When you configure GemFire XD to use LDAP as your authentication service, you must
specify which LDAP server to use.
Restrictions and Performance Guidelines
- GemFire XD does not support LDAP groups.
- For performance reasons, the LDAP directory server should be in the same LAN as
GemFire XD. GemFire XD does not cache the user's credential information locally
and thus must connect to the directory server every time a user connects.
- Connection requests that provide the full DN are faster than those that must
search for the full DN.
Procedure
- Set the auth-provider
property to "LDAP" when you start each locator and server in the GemFire XD
distributed system.
When you set the auth-provider
property to "LDAP," GemFire XD uses LDAP for authenticating all distributed
system members as well as clients to the distributed system. For this
reason, GemFire XD members must supply the user and password
properties at startup. If you omit a value for the password
property when starting a GemFire XD member, then the member prompts you for
a password at the command line.
- Set the gemfirexd.auth-ldap-server property to the URL
to the LDAP server. For example:
gemfirexd.auth-ldap-server=ldap://server:port/
You can specify the LDAP server with only the server name, and its port
number separated by a colon, or as an "ldap" URL. If a full URL is not
provided, GemFire XD uses unencrypted LDAP by default. To use SSL-encrypted
LDAP you must provide a URL that starts with "ldaps://".
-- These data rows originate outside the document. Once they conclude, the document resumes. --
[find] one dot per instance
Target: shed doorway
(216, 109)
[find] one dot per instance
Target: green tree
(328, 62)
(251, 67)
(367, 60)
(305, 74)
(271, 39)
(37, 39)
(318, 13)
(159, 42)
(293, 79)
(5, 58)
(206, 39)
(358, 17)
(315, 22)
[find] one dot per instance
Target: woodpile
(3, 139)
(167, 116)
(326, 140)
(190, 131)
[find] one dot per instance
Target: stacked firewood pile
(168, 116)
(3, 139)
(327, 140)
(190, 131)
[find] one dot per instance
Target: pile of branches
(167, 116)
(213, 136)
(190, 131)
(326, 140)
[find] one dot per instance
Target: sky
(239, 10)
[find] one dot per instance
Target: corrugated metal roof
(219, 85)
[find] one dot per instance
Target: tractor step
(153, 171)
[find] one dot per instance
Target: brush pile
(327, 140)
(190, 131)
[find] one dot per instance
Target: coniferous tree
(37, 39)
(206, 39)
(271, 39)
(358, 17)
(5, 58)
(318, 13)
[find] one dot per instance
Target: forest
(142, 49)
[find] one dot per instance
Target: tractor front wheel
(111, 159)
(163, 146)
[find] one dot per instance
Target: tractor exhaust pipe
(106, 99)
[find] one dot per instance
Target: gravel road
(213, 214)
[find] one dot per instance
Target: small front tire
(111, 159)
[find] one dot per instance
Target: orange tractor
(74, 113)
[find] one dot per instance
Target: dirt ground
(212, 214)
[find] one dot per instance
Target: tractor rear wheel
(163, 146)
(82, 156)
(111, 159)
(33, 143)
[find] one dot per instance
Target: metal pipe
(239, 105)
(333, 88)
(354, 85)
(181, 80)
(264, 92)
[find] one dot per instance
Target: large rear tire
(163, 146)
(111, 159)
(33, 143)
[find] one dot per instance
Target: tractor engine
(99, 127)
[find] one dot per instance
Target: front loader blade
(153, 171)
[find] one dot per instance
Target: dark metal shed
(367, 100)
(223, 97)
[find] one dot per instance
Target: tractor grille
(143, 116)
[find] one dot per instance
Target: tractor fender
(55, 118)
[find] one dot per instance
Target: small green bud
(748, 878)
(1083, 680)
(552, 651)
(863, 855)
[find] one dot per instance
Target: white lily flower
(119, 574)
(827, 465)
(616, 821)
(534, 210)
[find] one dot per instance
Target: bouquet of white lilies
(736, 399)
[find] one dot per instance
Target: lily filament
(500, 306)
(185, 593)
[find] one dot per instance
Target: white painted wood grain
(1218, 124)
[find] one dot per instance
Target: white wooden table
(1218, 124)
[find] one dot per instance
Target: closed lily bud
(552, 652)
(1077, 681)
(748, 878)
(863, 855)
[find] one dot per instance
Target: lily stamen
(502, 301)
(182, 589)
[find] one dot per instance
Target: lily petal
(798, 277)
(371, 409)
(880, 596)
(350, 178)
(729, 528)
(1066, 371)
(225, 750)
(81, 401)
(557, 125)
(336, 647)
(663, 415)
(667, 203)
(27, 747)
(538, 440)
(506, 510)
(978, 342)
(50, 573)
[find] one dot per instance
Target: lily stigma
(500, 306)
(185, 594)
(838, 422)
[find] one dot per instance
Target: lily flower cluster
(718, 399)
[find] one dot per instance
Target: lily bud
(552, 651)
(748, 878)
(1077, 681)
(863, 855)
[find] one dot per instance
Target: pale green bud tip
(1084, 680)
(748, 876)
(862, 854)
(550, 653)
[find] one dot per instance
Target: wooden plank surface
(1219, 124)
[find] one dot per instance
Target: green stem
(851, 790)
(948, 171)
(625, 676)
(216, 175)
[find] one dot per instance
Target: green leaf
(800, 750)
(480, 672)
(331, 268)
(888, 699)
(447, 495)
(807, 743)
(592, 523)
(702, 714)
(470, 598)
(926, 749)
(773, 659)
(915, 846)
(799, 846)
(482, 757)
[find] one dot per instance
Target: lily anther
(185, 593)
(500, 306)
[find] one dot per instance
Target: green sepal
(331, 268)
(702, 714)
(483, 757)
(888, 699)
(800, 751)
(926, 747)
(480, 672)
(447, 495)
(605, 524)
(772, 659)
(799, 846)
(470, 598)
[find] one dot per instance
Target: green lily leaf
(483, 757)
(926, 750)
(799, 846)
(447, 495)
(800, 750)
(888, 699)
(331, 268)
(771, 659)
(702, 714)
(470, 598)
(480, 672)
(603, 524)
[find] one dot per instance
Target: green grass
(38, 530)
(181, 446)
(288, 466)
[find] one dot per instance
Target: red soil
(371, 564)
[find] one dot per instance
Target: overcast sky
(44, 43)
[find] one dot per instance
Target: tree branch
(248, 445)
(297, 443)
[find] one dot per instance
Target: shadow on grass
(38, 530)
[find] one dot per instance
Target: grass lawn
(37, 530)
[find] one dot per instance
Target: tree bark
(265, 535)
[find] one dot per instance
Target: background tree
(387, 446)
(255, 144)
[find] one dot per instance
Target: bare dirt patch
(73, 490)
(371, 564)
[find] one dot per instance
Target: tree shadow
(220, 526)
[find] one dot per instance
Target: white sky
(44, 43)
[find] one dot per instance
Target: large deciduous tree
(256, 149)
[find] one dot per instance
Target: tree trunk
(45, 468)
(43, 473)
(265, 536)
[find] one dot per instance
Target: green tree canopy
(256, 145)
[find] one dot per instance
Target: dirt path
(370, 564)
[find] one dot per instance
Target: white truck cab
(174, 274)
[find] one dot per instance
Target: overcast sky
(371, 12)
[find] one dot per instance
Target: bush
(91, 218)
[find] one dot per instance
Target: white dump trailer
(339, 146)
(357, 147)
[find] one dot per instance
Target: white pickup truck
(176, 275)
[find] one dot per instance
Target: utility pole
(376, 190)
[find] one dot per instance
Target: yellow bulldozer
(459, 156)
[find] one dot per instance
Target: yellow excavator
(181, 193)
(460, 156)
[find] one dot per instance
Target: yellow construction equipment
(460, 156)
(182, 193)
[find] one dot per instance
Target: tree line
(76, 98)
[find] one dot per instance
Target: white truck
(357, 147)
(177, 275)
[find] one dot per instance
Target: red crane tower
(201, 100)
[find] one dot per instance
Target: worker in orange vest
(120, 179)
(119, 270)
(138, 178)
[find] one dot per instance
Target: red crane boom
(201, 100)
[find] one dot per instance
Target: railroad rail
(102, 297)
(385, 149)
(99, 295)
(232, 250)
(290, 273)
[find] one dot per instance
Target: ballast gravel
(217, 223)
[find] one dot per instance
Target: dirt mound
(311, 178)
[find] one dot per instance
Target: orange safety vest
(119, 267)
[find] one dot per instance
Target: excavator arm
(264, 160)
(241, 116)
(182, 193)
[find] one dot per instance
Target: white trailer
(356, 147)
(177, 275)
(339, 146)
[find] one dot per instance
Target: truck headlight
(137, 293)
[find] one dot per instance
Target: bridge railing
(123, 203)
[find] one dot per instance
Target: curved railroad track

Note: You must specify this property as a Java system property. For example,
when you start a new GemFire XD server with gfxd, use the
command-line option
-J-Dgemfirexd.auth-ldap-server=ldaps://server:port/
to specify the property.
- If you use SSL-encrypted LDAP and your
LDAP server certificate is not recognized by a valid Certificate Authority (CA),
create a local trust store for each GemFire XD member and import the LDAP server
certificate to the trust store. See http://docs.oracle.com/javase/6/docs/technotes/guides/security/jsse/JSSERefGuide.html#CreateKeystore
for more information.
- If you performed step 3, specify the
javax.net.ssl.trustStore and
javax.net.ssl.trustStorePassword system properties when you
start individual GemFire XD members. For example:
gfxd server start -dir=./server -locators=localhost[10101] -client-port=1528 -auth-provider=LDAP \
-J-Dgemfirexd.auth-ldap-server=ldaps://ldapserver:636/ -user=user_name -password=user_pwd \
-J-Dgemfirexd.auth-ldap-search-dn=uid=gemfirexd1,ou=ldapExample,dc=gemstone,dc=com \
-J-Dgemfirexd.auth-ldap-search-pw=gemfirexd1 \
-J-Dgemfirexd.auth-ldap-search-base=ou=ldapTesting,dc=gemstone,dc=com \
-J-Djavax.net.ssl.trustStore=/Users/yozie/gfxd/keystore_name \
-J-Djavax.net.ssl.trustStorePassword=keystore_password
Note: javax.net.ssl.trustStore and
javax.net.ssl.trustStorePassword must be specified
as Java system properties (using the -J option on the
gfxd command line).
Note: LDAP server and search properties must be set to the same value for each member of
the GemFire XD distributed system. However, individual GemFire XD members can be
started using different authenticated user credentials, trust stores, and so forth.